Newspaper Ups & Downs
Is the glass half full or half empty? When you look at the newspaper business, it seems it can be viewed either way. On the positive side, online ad revenues for newspapers jumped 35 percent in Q1 according to the Newspaper Association of America (NAA). At the same time, print advertising growth was flat, and newspapers make a lot more from their print advertising than their online advertising.

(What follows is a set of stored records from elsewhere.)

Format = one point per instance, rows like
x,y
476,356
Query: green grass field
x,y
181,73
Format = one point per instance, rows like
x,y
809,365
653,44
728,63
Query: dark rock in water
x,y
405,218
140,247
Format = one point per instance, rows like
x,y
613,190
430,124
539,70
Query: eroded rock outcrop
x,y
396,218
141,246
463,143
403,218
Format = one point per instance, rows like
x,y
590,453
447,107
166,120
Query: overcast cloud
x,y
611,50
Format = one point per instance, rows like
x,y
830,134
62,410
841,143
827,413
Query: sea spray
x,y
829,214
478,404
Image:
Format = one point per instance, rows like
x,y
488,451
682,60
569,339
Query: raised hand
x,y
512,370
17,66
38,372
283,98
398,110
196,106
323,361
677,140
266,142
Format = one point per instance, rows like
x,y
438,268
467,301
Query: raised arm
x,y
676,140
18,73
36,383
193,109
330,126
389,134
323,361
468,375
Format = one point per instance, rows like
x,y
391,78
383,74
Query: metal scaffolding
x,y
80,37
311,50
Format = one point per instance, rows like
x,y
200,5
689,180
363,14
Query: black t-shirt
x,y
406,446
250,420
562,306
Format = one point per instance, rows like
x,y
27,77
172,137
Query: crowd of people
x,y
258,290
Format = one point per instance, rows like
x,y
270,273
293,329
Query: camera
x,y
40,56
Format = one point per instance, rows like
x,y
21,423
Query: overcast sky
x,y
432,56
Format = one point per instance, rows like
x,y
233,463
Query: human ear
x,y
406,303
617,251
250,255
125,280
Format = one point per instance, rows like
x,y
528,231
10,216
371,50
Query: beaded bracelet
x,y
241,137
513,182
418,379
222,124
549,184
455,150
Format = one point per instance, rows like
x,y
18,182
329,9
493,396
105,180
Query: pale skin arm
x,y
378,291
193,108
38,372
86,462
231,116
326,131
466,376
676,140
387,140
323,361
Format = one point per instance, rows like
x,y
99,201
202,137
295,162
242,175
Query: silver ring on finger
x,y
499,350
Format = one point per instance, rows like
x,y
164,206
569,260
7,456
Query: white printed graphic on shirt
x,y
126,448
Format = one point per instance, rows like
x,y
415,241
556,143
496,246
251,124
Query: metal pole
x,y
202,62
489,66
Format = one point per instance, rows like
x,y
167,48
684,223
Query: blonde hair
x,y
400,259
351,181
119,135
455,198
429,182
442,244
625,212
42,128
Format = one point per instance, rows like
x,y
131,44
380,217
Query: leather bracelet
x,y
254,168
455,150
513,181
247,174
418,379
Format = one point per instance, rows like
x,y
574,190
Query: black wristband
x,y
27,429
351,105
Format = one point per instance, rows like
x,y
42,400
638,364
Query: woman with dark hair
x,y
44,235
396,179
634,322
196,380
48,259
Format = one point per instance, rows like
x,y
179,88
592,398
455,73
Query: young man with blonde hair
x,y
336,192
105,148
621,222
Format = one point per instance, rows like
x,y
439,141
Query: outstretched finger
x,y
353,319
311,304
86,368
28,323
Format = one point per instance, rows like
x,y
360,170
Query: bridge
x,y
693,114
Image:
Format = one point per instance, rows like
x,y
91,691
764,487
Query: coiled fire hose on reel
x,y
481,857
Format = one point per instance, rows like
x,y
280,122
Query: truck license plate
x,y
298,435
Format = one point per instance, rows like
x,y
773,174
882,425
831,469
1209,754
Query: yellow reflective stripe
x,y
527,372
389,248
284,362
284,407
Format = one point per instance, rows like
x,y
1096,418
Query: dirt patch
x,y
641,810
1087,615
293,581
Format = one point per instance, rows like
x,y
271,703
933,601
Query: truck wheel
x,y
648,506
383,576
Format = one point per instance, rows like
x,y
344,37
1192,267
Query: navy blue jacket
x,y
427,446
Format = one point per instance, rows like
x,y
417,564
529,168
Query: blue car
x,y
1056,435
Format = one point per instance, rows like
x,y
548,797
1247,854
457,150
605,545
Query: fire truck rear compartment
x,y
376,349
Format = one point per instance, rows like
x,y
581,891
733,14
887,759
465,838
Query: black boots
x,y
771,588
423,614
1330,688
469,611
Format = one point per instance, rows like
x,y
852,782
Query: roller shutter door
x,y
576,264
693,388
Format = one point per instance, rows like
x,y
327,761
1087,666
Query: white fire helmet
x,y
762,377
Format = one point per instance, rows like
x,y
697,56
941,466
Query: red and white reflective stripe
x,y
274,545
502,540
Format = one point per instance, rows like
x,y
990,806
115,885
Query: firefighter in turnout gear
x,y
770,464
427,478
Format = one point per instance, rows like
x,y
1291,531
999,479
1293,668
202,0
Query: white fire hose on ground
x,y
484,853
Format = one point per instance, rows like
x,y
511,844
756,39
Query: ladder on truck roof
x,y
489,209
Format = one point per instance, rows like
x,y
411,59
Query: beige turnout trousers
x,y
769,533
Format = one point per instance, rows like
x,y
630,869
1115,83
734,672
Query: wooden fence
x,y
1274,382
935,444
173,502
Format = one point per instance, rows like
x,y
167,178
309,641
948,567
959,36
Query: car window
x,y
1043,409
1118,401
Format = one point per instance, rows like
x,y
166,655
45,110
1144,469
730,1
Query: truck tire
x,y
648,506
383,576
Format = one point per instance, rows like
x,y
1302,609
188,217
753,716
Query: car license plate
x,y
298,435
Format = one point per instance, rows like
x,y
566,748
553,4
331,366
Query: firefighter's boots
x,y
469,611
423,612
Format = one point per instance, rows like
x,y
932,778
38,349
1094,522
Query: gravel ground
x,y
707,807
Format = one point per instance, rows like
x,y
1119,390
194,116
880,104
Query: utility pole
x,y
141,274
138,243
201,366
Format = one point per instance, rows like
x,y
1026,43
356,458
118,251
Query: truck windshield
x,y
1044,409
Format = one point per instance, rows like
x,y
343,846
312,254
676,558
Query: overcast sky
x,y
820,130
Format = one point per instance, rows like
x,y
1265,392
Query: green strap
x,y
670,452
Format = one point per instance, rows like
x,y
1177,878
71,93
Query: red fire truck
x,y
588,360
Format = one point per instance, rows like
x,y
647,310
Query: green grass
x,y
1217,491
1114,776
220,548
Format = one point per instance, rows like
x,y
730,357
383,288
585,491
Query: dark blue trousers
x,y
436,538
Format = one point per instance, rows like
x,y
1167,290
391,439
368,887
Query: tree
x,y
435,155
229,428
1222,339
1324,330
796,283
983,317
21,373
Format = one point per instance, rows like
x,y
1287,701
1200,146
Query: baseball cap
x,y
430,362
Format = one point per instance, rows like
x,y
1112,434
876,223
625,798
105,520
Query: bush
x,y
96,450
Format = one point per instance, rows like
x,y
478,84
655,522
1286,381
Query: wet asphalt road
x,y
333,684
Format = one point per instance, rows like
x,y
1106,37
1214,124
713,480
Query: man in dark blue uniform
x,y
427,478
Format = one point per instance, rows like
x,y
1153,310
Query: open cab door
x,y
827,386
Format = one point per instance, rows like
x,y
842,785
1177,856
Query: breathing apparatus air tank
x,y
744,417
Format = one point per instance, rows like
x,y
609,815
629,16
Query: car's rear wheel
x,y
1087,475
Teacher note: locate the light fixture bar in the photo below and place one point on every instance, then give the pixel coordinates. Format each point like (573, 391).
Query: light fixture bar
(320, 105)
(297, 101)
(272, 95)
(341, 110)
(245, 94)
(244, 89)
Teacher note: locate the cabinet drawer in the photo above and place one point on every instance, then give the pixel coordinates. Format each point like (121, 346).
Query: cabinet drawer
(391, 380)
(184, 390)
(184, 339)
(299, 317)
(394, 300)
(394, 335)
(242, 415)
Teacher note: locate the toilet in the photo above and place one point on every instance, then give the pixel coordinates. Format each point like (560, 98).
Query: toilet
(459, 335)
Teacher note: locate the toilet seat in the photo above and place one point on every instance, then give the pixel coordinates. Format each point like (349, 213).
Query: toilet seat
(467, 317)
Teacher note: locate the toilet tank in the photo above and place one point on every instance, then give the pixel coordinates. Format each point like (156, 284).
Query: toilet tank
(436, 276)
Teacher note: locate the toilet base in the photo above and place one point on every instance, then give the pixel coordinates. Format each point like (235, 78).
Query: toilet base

NAA President John Sturm commented, “Newspaper publishers are winning on the Web and their efforts to attract visitors, build leading Internet properties and monetize their online investments are being recognized by advertisers and consumers…Meanwhile, newspaper print advertising continues to hold its own in the face of overall ad softness, reflecting our industry’s ongoing dialogue with the advertising community to demonstrate the enduring value of newspapers’ reach and engagement with consumer audiences.” Basically, what is buried in all that PR talk is that the Internet is causing newspaper to adapt or die.
The Internet is profoundly altering many business models. Newspapers are another industry that will need to adjust to new realities. There will be struggles, but this is tough business with tough people. I have to agree with John Rogers, a columnist for Forbes: “All but a handful of the country’s 1,457 daily newspapers come with an economic moat surrounding them: It’s next to impossible for a newcomer to invade the territory of an established paper and gain a foothold. Despite the Internet’s ubiquity, I doubt digital giants like Google and Yahoo can ever replicate the depth of local coverage or level of trust found in a hometown paper. As long as print media control local content, they will distribute it.”